This sally, which had such forceful logic behind it, was of a kind to make Lucien waver between the system of resigned poverty preached by the Cénacle and the militant doctrine put forward by Lousteau. And so the poet from Angoulême relapsed into silence until they arrived at the Boulevard du Temple.
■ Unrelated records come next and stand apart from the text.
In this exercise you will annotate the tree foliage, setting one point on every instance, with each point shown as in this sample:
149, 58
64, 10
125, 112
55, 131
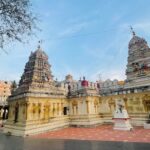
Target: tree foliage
16, 20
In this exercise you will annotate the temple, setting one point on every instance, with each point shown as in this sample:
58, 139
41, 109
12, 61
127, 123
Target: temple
40, 103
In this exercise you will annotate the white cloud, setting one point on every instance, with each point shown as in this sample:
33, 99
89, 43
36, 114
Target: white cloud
71, 30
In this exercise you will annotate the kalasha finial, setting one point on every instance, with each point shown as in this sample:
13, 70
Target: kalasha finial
39, 44
132, 31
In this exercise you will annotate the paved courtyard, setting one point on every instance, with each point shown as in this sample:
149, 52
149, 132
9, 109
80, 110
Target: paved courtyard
99, 138
100, 133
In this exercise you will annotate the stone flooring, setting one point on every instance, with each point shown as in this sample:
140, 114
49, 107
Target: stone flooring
100, 133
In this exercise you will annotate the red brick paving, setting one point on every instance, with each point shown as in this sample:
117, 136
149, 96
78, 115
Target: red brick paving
100, 133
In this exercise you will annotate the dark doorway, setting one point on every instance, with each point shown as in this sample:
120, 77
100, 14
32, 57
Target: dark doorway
65, 110
16, 113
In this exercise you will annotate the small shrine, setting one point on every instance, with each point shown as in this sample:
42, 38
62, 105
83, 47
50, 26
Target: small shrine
121, 117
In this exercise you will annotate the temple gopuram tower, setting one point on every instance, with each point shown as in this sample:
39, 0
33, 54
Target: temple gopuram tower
138, 66
38, 103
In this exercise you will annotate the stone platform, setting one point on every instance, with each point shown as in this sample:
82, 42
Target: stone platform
100, 133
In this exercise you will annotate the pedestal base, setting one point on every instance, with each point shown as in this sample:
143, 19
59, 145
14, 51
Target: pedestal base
122, 124
146, 125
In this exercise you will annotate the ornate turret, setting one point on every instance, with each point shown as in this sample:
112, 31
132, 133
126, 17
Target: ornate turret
37, 76
139, 58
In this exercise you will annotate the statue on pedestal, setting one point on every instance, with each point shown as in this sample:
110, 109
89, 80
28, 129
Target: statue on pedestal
121, 117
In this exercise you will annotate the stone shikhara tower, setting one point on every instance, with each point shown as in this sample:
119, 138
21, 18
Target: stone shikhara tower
37, 76
40, 103
138, 67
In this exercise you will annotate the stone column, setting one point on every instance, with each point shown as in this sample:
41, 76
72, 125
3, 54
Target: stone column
87, 104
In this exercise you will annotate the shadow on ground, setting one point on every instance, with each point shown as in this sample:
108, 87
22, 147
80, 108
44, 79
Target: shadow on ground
19, 143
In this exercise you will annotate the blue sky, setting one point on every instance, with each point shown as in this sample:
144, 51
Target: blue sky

The Panorama-Dramatique, now replaced by a private house, was a charming theatre standing opposite the rue Charlot in the Boulevard du Temple. Two of its managing bodies in turn succumbed without scoring a single success, although Vignol, one of the actors who took over from Potier, made his
début
there, as well as Florine, the actress who was to become so famous five years later. Theatres, like men, are dependent on chance events. The Panorama-Dramatique had to compete with L’Ambigu, La Gaieté, La Porte-Saint-Martin and the musical comedy theatres: it was unable to hold out against their machinations, the restricted terms of its licence and the shortage of good plays. Authors were not inclined to fall out with established theatres in favour of one whose existence seemed problematical. However, the management was counting on the new play, a kind of comic melodrama by a young author, du Bruel, a man who wrote in collaboration with a few reputed authors but claimed to have written this one by himself. It had been composed for Florine’s
début:
until then she had been an extra at La Gaieté, where for a year she had had walking-on parts in which she had drawn attention to herself without being able to secure an engagement; and so the Panorama had enticed her away from the neighbouring theatre. Another actress, Coralie, was also to make her
début
in this play.

When the two friends arrived, Lucien was amazed to see what power the Press wielded.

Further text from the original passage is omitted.